Izraelski minister: nadszedł czas na zabicie Asada


Izraelski minister wezwał we wtorek do zabicia prezydenta Syrii Baszara el-Asada. Stwierdził, że "nie ma dla niego miejsca na świecie".

Minister mieszkalnictwa i budownictwa Jo'aw Galant to emerytowany wojskowy Sił Obronnych Izraela. We wtorek na konferencji w Izraelu odniósł się do ostatnich doniesień USA, mówiących o tym, że w jednym z więzień w Syrii wybudowano krematorium, które może być wykorzystywane do pozbywania się zwłok więźniów. Stwierdził, że w świetle tych doniesień Asad powinien zostać zabity.

- Rzeczywistość w Syrii jest taka, że oni (władze Syrii) dokonują egzekucji ludzi, używając bezpośrednich ataków chemicznych przeciwko nim, a ostatnio paląc ich ciała, czyli (robiąc) coś, czego nie widzieliśmy od 70 lat - powiedział Galant, odwołując się do Holokaustu w czasie II wojny światowej.

"To będzie jak odcięcie ogona węża"

Galant stwierdził, że działania Asada w Syrii nie można nazwać inaczej niż "zbrodniami wojennymi" z "setkami tysięcy zabitych". - Moim zdaniem, oni przekraczają czerwoną linię. Jeśli chodzi o moje zdanie, to nadszedł czas na zabicie Asada - oświadczył izraelski minister i dodał, że "to będzie jak odcięcie ogona węża". - Jak to się stanie, będziemy mogli się zająć głową węża, który siedzi w Teheranie - powiedział.

Po wystąpieniu Galant został zapytany przez dziennik "Times of Israel", czy podtrzymuje swoje tezy.
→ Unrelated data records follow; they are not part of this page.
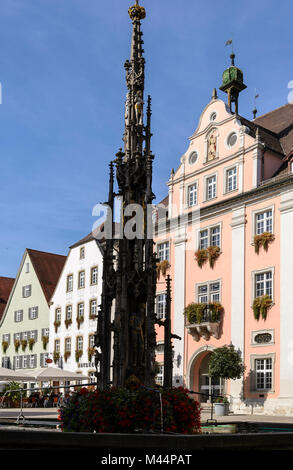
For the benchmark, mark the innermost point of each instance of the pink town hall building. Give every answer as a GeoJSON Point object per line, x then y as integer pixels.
{"type": "Point", "coordinates": [226, 231]}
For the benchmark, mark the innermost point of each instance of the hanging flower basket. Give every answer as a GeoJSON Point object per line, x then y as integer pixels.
{"type": "Point", "coordinates": [213, 253]}
{"type": "Point", "coordinates": [68, 322]}
{"type": "Point", "coordinates": [45, 340]}
{"type": "Point", "coordinates": [5, 345]}
{"type": "Point", "coordinates": [57, 323]}
{"type": "Point", "coordinates": [194, 312]}
{"type": "Point", "coordinates": [91, 353]}
{"type": "Point", "coordinates": [78, 354]}
{"type": "Point", "coordinates": [261, 306]}
{"type": "Point", "coordinates": [201, 257]}
{"type": "Point", "coordinates": [263, 240]}
{"type": "Point", "coordinates": [162, 267]}
{"type": "Point", "coordinates": [79, 320]}
{"type": "Point", "coordinates": [56, 356]}
{"type": "Point", "coordinates": [66, 355]}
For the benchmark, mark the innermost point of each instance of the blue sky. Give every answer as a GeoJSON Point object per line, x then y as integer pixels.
{"type": "Point", "coordinates": [62, 76]}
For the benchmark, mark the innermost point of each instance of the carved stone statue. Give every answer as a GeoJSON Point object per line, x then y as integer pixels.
{"type": "Point", "coordinates": [137, 336]}
{"type": "Point", "coordinates": [139, 107]}
{"type": "Point", "coordinates": [212, 146]}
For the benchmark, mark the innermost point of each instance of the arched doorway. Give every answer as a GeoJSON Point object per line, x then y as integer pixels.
{"type": "Point", "coordinates": [207, 385]}
{"type": "Point", "coordinates": [198, 378]}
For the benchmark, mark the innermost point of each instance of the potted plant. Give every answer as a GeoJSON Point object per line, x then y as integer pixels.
{"type": "Point", "coordinates": [79, 320]}
{"type": "Point", "coordinates": [213, 253]}
{"type": "Point", "coordinates": [78, 354]}
{"type": "Point", "coordinates": [66, 355]}
{"type": "Point", "coordinates": [261, 306]}
{"type": "Point", "coordinates": [45, 340]}
{"type": "Point", "coordinates": [263, 240]}
{"type": "Point", "coordinates": [91, 353]}
{"type": "Point", "coordinates": [162, 267]}
{"type": "Point", "coordinates": [67, 322]}
{"type": "Point", "coordinates": [57, 323]}
{"type": "Point", "coordinates": [221, 406]}
{"type": "Point", "coordinates": [225, 363]}
{"type": "Point", "coordinates": [201, 257]}
{"type": "Point", "coordinates": [56, 356]}
{"type": "Point", "coordinates": [5, 345]}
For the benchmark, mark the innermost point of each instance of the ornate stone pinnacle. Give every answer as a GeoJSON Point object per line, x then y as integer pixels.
{"type": "Point", "coordinates": [137, 12]}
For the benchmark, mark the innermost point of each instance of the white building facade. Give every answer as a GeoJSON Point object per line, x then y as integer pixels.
{"type": "Point", "coordinates": [74, 308]}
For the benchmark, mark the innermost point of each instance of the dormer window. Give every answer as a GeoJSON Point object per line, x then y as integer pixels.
{"type": "Point", "coordinates": [193, 158]}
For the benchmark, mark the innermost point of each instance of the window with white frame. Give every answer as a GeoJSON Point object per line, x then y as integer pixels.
{"type": "Point", "coordinates": [192, 195]}
{"type": "Point", "coordinates": [57, 345]}
{"type": "Point", "coordinates": [264, 222]}
{"type": "Point", "coordinates": [80, 310]}
{"type": "Point", "coordinates": [45, 332]}
{"type": "Point", "coordinates": [69, 312]}
{"type": "Point", "coordinates": [18, 315]}
{"type": "Point", "coordinates": [163, 251]}
{"type": "Point", "coordinates": [264, 373]}
{"type": "Point", "coordinates": [161, 306]}
{"type": "Point", "coordinates": [210, 236]}
{"type": "Point", "coordinates": [81, 279]}
{"type": "Point", "coordinates": [91, 341]}
{"type": "Point", "coordinates": [69, 283]}
{"type": "Point", "coordinates": [231, 179]}
{"type": "Point", "coordinates": [79, 343]}
{"type": "Point", "coordinates": [93, 307]}
{"type": "Point", "coordinates": [67, 344]}
{"type": "Point", "coordinates": [33, 313]}
{"type": "Point", "coordinates": [209, 292]}
{"type": "Point", "coordinates": [263, 284]}
{"type": "Point", "coordinates": [211, 187]}
{"type": "Point", "coordinates": [160, 375]}
{"type": "Point", "coordinates": [33, 334]}
{"type": "Point", "coordinates": [27, 291]}
{"type": "Point", "coordinates": [6, 338]}
{"type": "Point", "coordinates": [33, 361]}
{"type": "Point", "coordinates": [94, 275]}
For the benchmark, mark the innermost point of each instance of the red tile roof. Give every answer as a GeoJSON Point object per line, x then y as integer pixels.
{"type": "Point", "coordinates": [6, 284]}
{"type": "Point", "coordinates": [48, 267]}
{"type": "Point", "coordinates": [280, 122]}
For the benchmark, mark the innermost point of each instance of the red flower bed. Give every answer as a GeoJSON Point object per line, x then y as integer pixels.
{"type": "Point", "coordinates": [126, 411]}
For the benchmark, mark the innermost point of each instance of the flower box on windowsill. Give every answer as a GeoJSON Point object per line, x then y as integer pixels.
{"type": "Point", "coordinates": [203, 320]}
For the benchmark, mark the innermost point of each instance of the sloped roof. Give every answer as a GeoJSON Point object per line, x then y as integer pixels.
{"type": "Point", "coordinates": [6, 284]}
{"type": "Point", "coordinates": [48, 267]}
{"type": "Point", "coordinates": [93, 235]}
{"type": "Point", "coordinates": [280, 122]}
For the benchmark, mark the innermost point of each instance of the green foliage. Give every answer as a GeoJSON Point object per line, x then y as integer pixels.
{"type": "Point", "coordinates": [13, 396]}
{"type": "Point", "coordinates": [225, 362]}
{"type": "Point", "coordinates": [194, 312]}
{"type": "Point", "coordinates": [261, 305]}
{"type": "Point", "coordinates": [120, 410]}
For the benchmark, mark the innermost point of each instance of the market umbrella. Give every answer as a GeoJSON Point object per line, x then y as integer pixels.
{"type": "Point", "coordinates": [54, 373]}
{"type": "Point", "coordinates": [14, 375]}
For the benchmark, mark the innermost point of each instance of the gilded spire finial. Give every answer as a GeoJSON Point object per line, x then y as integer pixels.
{"type": "Point", "coordinates": [137, 12]}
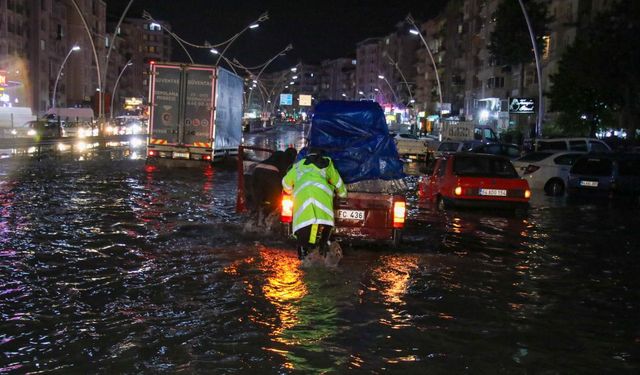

Minister oświadczył, że zdaje sobie sprawę, że polityczne morderstwa zgodnie z prawem międzynarodowym są nielegalne, ale - jak dodał - nie mówił tego w sensie praktycznym.

Stwierdził jednak, że "dla nikogo, kto morduje ludzi i pali ich ciała, nie ma miejsca na tym świecie".

Krematorium w Syrii?

Departament Stanu USA zarzucił w poniedziałek syryjskiemu reżimowi przeprowadzanie masowych egzekucji, w których giną tysiące więźniów. Ich zwłoki mają być spalane w dużym krematorium niedaleko Damaszku - podała strona amerykańska, prezentując na dowód zdjęcia. Reżim Asada zaprzecza.

Reuters przypomina, że Amnesty International informowała w lutym, iż w więzieniu wojskowym Sajdnaja koło Damaszku każdego tygodnia wieszanych jest średnio 20-50 więźniów i że w latach 2011-2015 stracono tam od 5 do 13 tysięcy osób. AI wskazała wtedy, że egzekucje są tam prawdopodobnie dokonywane nadal i stanowią zbrodnię wojenną.

Zdaniem Departamentu Stanu codziennie wieszanych jest tam około 50 więźniów.

Departament Stanu pokazał prasie odtajnione zdjęcia, twierdząc, że przedstawiają one przekształcone w krematorium zabudowania więzienia.